3 The SURE Approach with Soft Thresholding

Donoho and Johnstone [11] have developed a wavelet-based denoising method, denoted by SureShrink, which is based on adaptively choosing threshold values \(\lambda _j \,\) at every resolution level j with soft thresholding. Given a set \(\left\{ {X_1 ,\ldots ,X_p } \right\} \) of statistically independent random variables normally distributed as \(X_i \sim N\left( {\mu _i ,1} \right) \) for \(i=1,\ldots \,,\,{p}\), the estimator of the mean vector of the clean signal \(\mu \) denoted by \({\hat{\mu }} \) is defined by

$$\begin{aligned} \hat{\mu } =X+g\left( X \right) , \end{aligned}$$
(5)

where \(g=\left( {g_i } \right) _{i=1}^p \) is a function from \(\mathcal{R}^{p}\) into \(\mathcal{R}^{p}\). Stein showed that for a weakly differentiable \(g\left( X \right) \), one has:

$$\begin{aligned} E_\mu \left\{ \left| \left| \hat{\mu } \left( X \right) -\mu \right| \right| ^{2} \right\} =\,p+E_\mu \left\{ {\left| \left| g\left( X \right) \right| \right| ^{2}+2\nabla .g\left( X \right) } \right\} , \end{aligned}$$
(6a)

where \(\nabla .g\left( X \right) \) is the divergence of vector \(g\left( X \right) \) defined by \(\nabla .g\left( X \right) \equiv \mathop \sum \nolimits _{i=1}^p \frac{\partial g_i }{\partial X_i }\). One can infer—from the above equation—that the quantity

$$\begin{aligned} \hbox {SURE}\left( {\lambda ;X} \right) =\,p+\left| \left| g\left( X \right) \right| \right| ^{2}+2\nabla .g\left( X \right) \end{aligned}$$
(6b)

is an unbiased estimate of the risk: \(E_\mu \left\{ \parallel {\hat{\mu } \left( X \right) -\mu \parallel ^{2}} \right\} =E_\mu \left\{ {\hbox {SURE}\left( {\lambda ;X} \right) } \right\} \).

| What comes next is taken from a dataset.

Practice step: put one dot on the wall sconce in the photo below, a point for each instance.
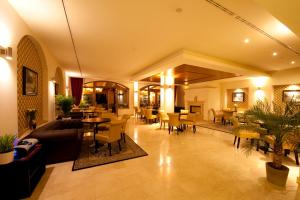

For the soft threshold estimator \(\hat{\mu } _i \left( X \right) =\eta _\mathrm{S} \left( {X_i ,{\lambda }} \right) \) [11], the function \(g_i \left( X \right) \) is defined by:

$$\begin{aligned} g_i \left( X \right) =-X_i I\left( i \right) -\lambda \,\hbox {sgn}\left( {X_i } \right) I^{\prime }\left( i \right) ,\, \end{aligned}$$
(7)

where \(I\left( i \right) \) and \(I^{\prime }\left( i \right) \) are, respectively, the set indicator functions of the sets \(\mathcal{I}=\left\{ {i:\left| {X_i } \right| \le \lambda } \right\} \) and \(\mathcal{I}^{{\prime }}=\left\{ {i:\left| {X_i } \right| >\lambda } \right\} \) and \({\lambda }\) is a scalar threshold. The above equation implies that \(\frac{\partial g_i }{\partial X_i }=-I\left( i \right) \) and consequently

$$\begin{aligned} \nabla .g\left( X \right) =\mathop \sum \limits _{i\in \mathcal{I}} -1=-\#\mathcal{I}, \end{aligned}$$
(8)

where #A denotes the cardinality of set A. Since (7) implies that \(\parallel g\left( X \right) \parallel ^{2}=\mathop \sum \nolimits _{i=1}^p [\hbox {min}(\left| {X_i } \right| ,\lambda )]^{2}\), the SURE function of (6b) reduces to:

$$\begin{aligned} \hbox {SURE}\left( {\lambda ;X} \right) =p-2\,\#\,\mathcal{I}+\,\sum \limits _{i=1}^p [\hbox {min}(\left| {X_i } \right| ,\lambda )]^{2}. \end{aligned}$$
(9)

Consequently, the problem of minimizing the MSE function reduces to that of minimizing \(\hbox {SURE}\left( {\lambda ;X} \right) \) in order to obtain the optimal threshold \(\lambda .\,\) Extending this principle to the entire set of resolution levels, at each level j, an expression for the SURE threshold \(\lambda _j^\mathrm{s} \) is given by:

$$\begin{aligned} \lambda _j^\mathrm{s} ={\mathop {\arg {\min }}\limits _{0\le \lambda \le \lambda _j^\mathrm{U} }} \, \hbox {SURE}\,\left( {\lambda ,\hat{\mathbf{d}} _j } \right) ,\, \quad j=j_0 ,\ldots ,J-1, \end{aligned}$$
(10)

where \(\lambda _j^\mathrm{U} =\hat{\sigma }\sqrt{2\ln 2^{j}}\) is the level-wise universal threshold [8], \(\hat{\sigma }\) is a robust estimate of the noise level, and \(\hat{\mathbf{d}} _j \) is the vector of empirical wavelet coefficients at level j whose elements are \(\hat{d}_{jk} \), \(k=\,0,\ldots ,2^{j}-1\). The main advantage of the SURE threshold is that when the underlying function has jump discontinuities, the reconstructed signal has no artifacts at the location near discontinuity.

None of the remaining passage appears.